5 de junio de 2005

Gilberto Arriaza ha cultivado el proceso pictórico, así como el trabajo en cerámica, escultura y otras actividades con paciencia y conciencia.

Texto y fotos: Enrique S. Castro

“Persuadiendo a la justicia”, tinta y yeso pastel sobre kraft.

El universo de Gilberto Arriaza está hecho de sueños, ilusiones y esperanzas; pero también de esos elementos naturales como la tierra, el fuego y el agua convergiendo en una mezcla germinal llena de fantasía y de esa espiritualidad tan característica en los auténticos creadores de imágenes y metáforas.

Por sus avanzados estudios académicos es muy docto y apegado a los principios originales del arte.
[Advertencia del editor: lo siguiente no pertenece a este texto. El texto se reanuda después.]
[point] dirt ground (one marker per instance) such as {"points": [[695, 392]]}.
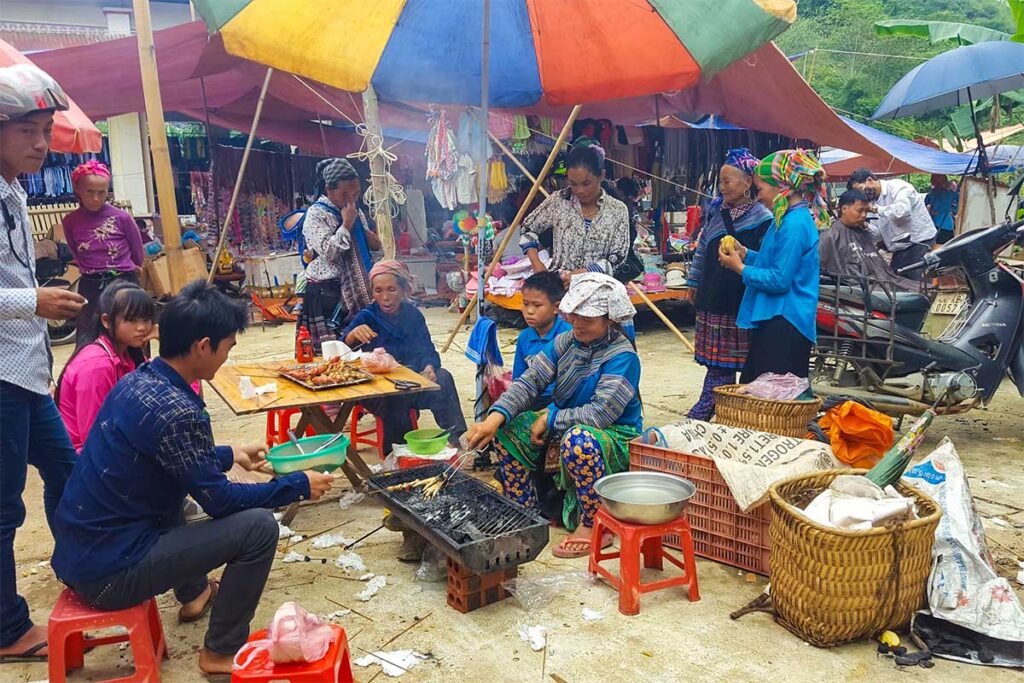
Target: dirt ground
{"points": [[672, 639]]}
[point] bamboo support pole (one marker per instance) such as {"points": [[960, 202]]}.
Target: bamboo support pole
{"points": [[168, 205], [225, 225], [657, 311], [481, 283]]}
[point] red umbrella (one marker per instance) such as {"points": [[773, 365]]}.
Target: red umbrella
{"points": [[73, 132]]}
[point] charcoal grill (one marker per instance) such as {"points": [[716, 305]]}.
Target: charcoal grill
{"points": [[468, 520]]}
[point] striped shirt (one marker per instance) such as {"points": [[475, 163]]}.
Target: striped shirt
{"points": [[25, 345]]}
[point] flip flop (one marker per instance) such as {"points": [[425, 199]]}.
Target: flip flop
{"points": [[27, 656], [214, 587], [564, 553]]}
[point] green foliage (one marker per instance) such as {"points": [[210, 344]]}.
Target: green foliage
{"points": [[856, 83]]}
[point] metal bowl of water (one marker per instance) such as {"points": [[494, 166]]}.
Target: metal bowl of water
{"points": [[644, 498]]}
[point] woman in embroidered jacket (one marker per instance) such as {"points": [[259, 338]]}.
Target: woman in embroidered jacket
{"points": [[595, 411], [590, 228]]}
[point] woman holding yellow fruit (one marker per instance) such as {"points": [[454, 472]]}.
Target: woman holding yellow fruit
{"points": [[734, 219], [781, 278]]}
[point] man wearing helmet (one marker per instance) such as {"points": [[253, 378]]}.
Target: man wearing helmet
{"points": [[31, 429]]}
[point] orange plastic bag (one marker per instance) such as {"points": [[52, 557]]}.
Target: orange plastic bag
{"points": [[859, 435]]}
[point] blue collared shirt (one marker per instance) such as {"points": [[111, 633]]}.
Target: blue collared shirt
{"points": [[152, 443]]}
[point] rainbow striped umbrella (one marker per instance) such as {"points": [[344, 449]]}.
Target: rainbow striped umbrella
{"points": [[552, 51]]}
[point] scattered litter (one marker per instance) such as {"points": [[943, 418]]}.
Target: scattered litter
{"points": [[535, 635], [330, 541], [372, 589], [336, 614], [349, 499], [350, 562], [541, 590], [393, 664]]}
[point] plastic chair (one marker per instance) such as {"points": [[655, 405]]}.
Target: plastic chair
{"points": [[635, 540], [279, 422], [72, 617], [335, 667], [356, 437]]}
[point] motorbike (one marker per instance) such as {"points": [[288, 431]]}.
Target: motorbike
{"points": [[870, 346]]}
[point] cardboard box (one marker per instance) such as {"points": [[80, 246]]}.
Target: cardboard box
{"points": [[157, 276], [272, 270]]}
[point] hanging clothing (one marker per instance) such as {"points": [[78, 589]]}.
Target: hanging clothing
{"points": [[596, 389], [600, 248]]}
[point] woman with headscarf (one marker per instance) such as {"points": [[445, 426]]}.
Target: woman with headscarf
{"points": [[590, 228], [395, 325], [781, 278], [104, 241], [594, 413], [337, 235], [721, 344]]}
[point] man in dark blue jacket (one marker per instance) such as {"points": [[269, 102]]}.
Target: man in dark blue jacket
{"points": [[119, 530]]}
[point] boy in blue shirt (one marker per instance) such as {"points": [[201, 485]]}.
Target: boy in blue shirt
{"points": [[541, 294]]}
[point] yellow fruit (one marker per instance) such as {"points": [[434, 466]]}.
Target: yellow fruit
{"points": [[889, 638]]}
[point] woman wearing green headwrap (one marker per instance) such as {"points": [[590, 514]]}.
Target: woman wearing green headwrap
{"points": [[781, 279]]}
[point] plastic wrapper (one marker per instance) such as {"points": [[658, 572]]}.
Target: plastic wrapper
{"points": [[534, 592], [294, 635], [379, 361], [433, 566], [776, 387]]}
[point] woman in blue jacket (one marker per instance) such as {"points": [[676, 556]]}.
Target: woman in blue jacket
{"points": [[781, 279]]}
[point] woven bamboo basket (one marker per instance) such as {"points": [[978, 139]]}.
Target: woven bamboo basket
{"points": [[834, 586], [786, 418]]}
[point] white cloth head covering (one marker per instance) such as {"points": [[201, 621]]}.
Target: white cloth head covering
{"points": [[595, 294]]}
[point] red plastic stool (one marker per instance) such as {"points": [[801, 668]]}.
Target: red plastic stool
{"points": [[646, 539], [278, 424], [336, 666], [356, 436], [72, 617]]}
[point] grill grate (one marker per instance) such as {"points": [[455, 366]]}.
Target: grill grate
{"points": [[468, 519]]}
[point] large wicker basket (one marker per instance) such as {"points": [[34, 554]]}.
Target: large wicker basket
{"points": [[832, 586], [786, 418]]}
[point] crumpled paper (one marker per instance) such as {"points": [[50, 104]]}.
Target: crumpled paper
{"points": [[393, 664], [535, 635], [373, 588]]}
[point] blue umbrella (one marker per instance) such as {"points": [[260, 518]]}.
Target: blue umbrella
{"points": [[955, 78]]}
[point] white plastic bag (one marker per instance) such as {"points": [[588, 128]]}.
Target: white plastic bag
{"points": [[295, 635]]}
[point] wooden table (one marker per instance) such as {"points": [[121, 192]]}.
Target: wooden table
{"points": [[309, 402]]}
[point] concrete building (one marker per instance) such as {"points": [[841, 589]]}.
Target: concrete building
{"points": [[33, 26]]}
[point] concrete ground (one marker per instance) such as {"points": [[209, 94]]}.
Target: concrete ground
{"points": [[671, 640]]}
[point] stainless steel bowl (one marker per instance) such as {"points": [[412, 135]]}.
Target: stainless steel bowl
{"points": [[644, 498]]}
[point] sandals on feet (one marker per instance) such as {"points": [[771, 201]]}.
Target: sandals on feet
{"points": [[188, 619]]}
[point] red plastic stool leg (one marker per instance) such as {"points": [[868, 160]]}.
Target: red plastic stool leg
{"points": [[629, 570], [653, 554]]}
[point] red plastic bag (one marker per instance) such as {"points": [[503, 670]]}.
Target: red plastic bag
{"points": [[379, 361], [295, 635]]}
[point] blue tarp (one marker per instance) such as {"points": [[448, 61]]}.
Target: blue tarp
{"points": [[921, 157]]}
Esto en la cotidianidad se puede ver plasmado en esas permanentes exposiciones de témperas, crayolas, tintas, acuarelas y lápiz de sus niños alumnos colgando en las paredes de su casa-academia “El caracol azul”.

Arriaza es un pintor devoto de sus particulares visiones. Con todo hay una urgente liberación de la academia, de los maestros, de esas tradiciones y etnias de la Chalchuapa de sus ancestros, de las corrientes dominantes de su tiempo; “esa juventud que se conquista en la madurez”, en Gilberto culminó con seguridad admirable.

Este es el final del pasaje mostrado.